Information is cheaply available, extensively accessible. But a lot of interfaces are bland. They do not encourage fulfilling exploration. Example: despite Google Scholar’s superb searching capabilities, you have very limited paths to any paper. You can only be creative with your keywords. But in Microsoft Academics, I can actually access the best papers in a Topic. This is precisely like exploring a city or a village: you can only walk as far as the roads are connected in a meaningful way.
That’s precisely the analogy that was established in an influential research paper released in 2011 [1], where three authors from Calgary University compare an information seeker to a flaneur.
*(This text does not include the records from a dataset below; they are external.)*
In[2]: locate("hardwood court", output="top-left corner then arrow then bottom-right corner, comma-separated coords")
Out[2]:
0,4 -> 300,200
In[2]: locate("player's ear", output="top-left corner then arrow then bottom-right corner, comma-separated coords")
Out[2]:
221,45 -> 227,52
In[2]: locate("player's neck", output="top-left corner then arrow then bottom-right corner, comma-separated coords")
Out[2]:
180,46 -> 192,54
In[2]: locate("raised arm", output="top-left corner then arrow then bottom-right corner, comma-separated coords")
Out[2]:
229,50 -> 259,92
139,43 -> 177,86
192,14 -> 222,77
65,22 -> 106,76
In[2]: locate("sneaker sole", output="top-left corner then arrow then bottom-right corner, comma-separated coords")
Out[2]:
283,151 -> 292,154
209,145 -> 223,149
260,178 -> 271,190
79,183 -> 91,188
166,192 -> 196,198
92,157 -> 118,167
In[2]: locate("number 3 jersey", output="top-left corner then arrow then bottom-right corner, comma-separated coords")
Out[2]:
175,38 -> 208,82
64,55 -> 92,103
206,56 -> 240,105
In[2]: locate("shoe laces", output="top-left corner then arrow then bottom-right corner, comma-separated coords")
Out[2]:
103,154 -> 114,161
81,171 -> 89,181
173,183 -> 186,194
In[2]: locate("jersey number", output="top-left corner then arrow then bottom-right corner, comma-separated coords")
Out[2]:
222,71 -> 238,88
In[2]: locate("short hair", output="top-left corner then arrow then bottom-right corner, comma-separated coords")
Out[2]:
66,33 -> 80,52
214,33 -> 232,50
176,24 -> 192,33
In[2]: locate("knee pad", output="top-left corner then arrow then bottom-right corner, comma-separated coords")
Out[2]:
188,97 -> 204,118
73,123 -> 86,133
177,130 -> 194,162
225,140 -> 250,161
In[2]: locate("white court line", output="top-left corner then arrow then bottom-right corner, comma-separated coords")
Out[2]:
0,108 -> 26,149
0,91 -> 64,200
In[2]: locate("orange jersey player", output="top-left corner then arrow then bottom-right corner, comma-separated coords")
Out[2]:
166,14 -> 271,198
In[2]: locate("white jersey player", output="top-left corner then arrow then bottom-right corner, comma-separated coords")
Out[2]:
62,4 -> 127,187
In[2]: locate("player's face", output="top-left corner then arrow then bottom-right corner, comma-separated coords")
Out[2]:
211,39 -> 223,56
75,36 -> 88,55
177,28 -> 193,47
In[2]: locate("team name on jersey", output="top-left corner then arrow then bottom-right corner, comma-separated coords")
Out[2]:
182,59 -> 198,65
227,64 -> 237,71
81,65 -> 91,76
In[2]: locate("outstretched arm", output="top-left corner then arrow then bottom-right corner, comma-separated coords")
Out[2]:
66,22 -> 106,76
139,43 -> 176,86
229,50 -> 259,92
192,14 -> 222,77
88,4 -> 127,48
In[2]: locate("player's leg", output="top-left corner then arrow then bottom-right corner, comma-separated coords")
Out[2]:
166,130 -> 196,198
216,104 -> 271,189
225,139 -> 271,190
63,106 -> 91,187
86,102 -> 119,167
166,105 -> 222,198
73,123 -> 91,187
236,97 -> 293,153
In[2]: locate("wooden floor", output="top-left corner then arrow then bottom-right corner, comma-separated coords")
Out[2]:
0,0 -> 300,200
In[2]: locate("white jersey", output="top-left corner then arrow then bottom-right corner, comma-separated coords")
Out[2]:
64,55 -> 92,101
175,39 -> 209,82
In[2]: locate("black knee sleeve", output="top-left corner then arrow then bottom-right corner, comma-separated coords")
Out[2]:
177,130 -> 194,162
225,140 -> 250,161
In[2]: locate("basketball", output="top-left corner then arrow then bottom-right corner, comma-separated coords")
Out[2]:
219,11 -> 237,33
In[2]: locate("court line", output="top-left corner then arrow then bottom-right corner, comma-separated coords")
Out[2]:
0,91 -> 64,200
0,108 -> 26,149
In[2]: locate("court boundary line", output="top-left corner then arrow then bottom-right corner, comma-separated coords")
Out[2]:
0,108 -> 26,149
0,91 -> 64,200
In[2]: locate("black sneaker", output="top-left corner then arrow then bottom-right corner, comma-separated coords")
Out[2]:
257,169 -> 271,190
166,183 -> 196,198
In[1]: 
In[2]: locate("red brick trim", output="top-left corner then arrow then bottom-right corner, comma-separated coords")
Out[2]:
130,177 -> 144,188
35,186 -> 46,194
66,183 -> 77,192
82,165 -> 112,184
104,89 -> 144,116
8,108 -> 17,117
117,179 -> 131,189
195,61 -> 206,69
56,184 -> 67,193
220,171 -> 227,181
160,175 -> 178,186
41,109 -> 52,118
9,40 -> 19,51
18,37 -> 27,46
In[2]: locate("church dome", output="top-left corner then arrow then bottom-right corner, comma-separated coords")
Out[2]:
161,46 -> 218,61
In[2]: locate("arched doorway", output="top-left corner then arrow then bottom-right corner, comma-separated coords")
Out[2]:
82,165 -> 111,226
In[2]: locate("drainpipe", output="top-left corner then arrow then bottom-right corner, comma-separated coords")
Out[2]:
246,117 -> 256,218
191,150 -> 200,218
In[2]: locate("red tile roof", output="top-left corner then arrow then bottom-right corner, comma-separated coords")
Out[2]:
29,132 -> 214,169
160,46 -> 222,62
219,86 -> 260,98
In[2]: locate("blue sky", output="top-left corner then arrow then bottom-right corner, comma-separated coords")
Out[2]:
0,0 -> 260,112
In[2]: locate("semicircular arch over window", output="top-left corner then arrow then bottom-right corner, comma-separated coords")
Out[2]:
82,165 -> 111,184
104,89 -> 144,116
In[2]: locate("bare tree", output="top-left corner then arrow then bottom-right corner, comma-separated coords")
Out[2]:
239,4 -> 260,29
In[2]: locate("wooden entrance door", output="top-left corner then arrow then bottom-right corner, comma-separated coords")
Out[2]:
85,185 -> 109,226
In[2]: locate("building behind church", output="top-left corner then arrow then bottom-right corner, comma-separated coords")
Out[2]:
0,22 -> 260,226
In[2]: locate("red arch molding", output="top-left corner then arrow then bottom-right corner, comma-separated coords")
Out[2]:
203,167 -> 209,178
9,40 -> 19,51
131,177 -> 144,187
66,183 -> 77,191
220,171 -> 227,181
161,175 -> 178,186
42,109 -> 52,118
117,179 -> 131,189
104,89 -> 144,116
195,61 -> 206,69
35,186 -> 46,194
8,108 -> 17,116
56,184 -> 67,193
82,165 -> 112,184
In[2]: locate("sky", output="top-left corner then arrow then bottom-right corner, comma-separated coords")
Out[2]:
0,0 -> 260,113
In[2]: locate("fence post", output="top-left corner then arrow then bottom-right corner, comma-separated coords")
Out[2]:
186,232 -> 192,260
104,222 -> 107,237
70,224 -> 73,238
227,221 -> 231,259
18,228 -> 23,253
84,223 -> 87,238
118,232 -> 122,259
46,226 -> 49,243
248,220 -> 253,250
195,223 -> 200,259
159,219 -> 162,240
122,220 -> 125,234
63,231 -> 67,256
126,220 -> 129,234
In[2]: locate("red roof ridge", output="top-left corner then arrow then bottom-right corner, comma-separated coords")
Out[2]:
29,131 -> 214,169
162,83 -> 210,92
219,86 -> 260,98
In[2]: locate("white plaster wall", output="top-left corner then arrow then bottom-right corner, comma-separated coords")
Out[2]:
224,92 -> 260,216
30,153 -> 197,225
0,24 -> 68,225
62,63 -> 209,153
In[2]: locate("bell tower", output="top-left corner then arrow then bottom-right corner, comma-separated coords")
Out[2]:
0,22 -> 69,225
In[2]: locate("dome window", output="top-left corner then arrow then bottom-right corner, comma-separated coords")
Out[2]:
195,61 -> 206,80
A flaneur, as shaped in literary works, is a “an urban wanderer, who leisurely walks through streets and squares interpreting and re-imagining the city”.
In the paper, they examine the research on cognitive and perceptual skills of the information seeker and attempt to establish some theory on information design practices, like treating the information seeker as a poetic persona who likes to reflect on the information and imagine narratives based on them — though the paper focuses more on theory and exploring information seeking from a flaneur’s own thoughts and behavior and less on actual practices.
Despite wanting to read more on how best to design good information interfaces, I loved the analogy they presented.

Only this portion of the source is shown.